Trophic Mode: Gobiosoma robustum preys on several small invertebrate species, including shrimp, gammaridean amphipods, and caprellid amphipods (Caine 1983).
Competitors: Schofield (2003) experimentally demonstrated that G. robustum was able to competitively displace clown gobies (Microgobius gulosus), forcing them out of structured (artificial seagrass) habitat and into bare sand. The results of this study suggest that habitat selection of these two species is modified in areas where they co-occur.
Predators: Llanso et al. (1998) note that red drum (Scaenops ocellatus) often prey on Gobiosoma robustum, while McMichael and Peters (1989) report G. robustum is a component in the diet of spotted seatrout (Cynoscion nebulosus).
Laboratory experiments by Schofield (2005) reveal that G. robustum remained susceptible to predation by toadfish (Opsanus beta) regardless of the presence or absence of structurally complex seagrass in which to seek refuge.
Parasites: Hutton and Sogandares-Bernal (1960) list Diphterostomum americanum (Platyhelminthes: Digenea) as a known parasite of code gobies in Florida.

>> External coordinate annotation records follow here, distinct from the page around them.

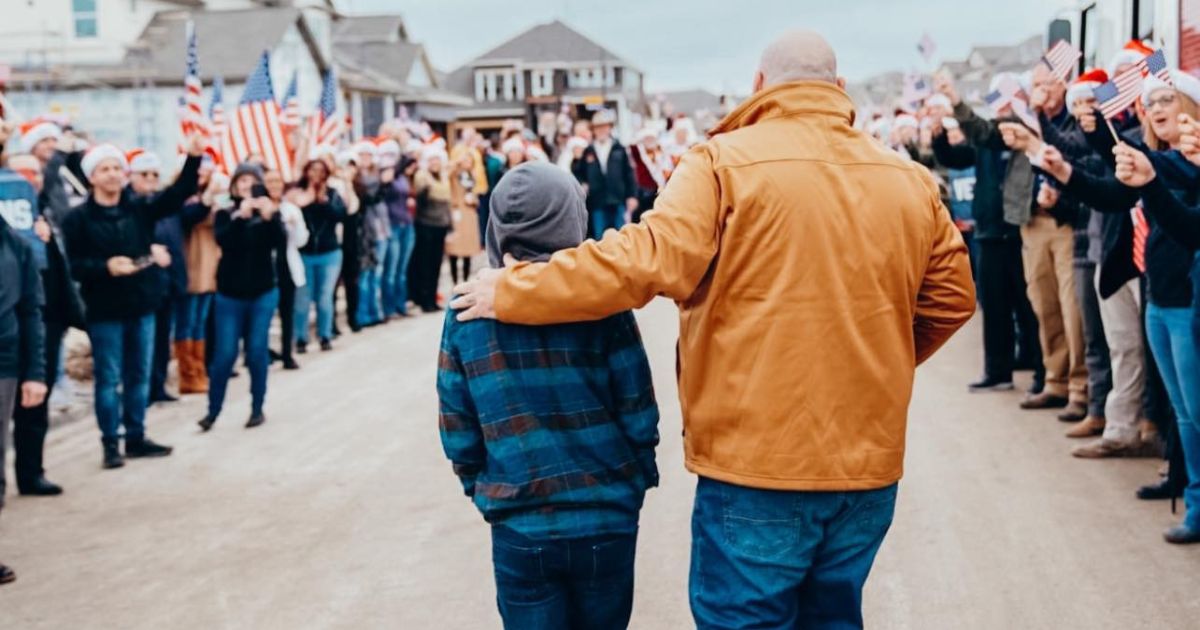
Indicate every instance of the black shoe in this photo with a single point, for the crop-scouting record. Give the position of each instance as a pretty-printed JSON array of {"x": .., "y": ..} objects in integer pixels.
[
  {"x": 113, "y": 457},
  {"x": 1182, "y": 535},
  {"x": 39, "y": 487},
  {"x": 1161, "y": 491},
  {"x": 162, "y": 396},
  {"x": 991, "y": 384},
  {"x": 1044, "y": 401},
  {"x": 145, "y": 448}
]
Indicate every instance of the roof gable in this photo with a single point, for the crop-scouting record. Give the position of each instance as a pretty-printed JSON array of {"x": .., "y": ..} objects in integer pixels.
[
  {"x": 549, "y": 42},
  {"x": 228, "y": 42}
]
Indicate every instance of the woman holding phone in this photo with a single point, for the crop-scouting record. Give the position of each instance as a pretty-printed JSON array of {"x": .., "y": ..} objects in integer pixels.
[
  {"x": 323, "y": 210},
  {"x": 249, "y": 232}
]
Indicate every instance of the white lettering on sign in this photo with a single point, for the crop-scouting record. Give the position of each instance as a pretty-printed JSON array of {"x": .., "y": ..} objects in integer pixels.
[
  {"x": 964, "y": 189},
  {"x": 18, "y": 213}
]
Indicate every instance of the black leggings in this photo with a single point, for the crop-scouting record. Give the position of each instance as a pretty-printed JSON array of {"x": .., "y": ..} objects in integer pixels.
[
  {"x": 454, "y": 268},
  {"x": 427, "y": 255}
]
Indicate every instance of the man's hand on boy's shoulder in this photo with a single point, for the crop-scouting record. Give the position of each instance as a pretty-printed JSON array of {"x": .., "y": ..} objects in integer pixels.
[{"x": 475, "y": 299}]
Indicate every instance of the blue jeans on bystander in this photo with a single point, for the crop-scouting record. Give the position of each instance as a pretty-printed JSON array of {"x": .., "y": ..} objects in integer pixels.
[
  {"x": 577, "y": 583},
  {"x": 370, "y": 285},
  {"x": 395, "y": 269},
  {"x": 1176, "y": 348},
  {"x": 321, "y": 273},
  {"x": 241, "y": 322},
  {"x": 121, "y": 353},
  {"x": 765, "y": 558}
]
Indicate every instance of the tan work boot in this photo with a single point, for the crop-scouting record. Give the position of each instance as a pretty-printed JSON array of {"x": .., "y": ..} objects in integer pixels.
[
  {"x": 1105, "y": 448},
  {"x": 1087, "y": 427}
]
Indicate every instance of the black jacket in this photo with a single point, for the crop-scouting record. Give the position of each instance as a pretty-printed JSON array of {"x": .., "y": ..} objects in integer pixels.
[
  {"x": 990, "y": 165},
  {"x": 1168, "y": 262},
  {"x": 94, "y": 234},
  {"x": 22, "y": 333},
  {"x": 247, "y": 252},
  {"x": 610, "y": 186},
  {"x": 322, "y": 220}
]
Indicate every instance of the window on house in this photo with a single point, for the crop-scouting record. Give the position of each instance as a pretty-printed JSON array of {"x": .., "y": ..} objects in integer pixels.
[{"x": 83, "y": 12}]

Habitats: Code gobies are cryptic benthic fishes commonly encountered within seagrass meadows and algal mats of shallow, protected waters (Robbins et al. 1986, Froese and Pauly 2008). The species is demersal but non-burrowing, as compared, for example, to the co-occurring burrowing goby Microgobius gulosus (Schofield 2005). Hoese and Moore (1977) indicate Thalassia testudinum as the preferred seagrass habitat. They appear to be less sensitive than canopy-dwelling species to declines in seagrass cover (Matheson et al. 1999, Fourqurean and Robblee 1999). Less commonly, code gobies can be found in mangrove habitats (Lorenz 1999).
Patrick and Palavage (1994) list G. robustum as a pollution-tolerant species.
Economic Importance: A number of commercially and recreationally important species depend on G. robustum as a food source.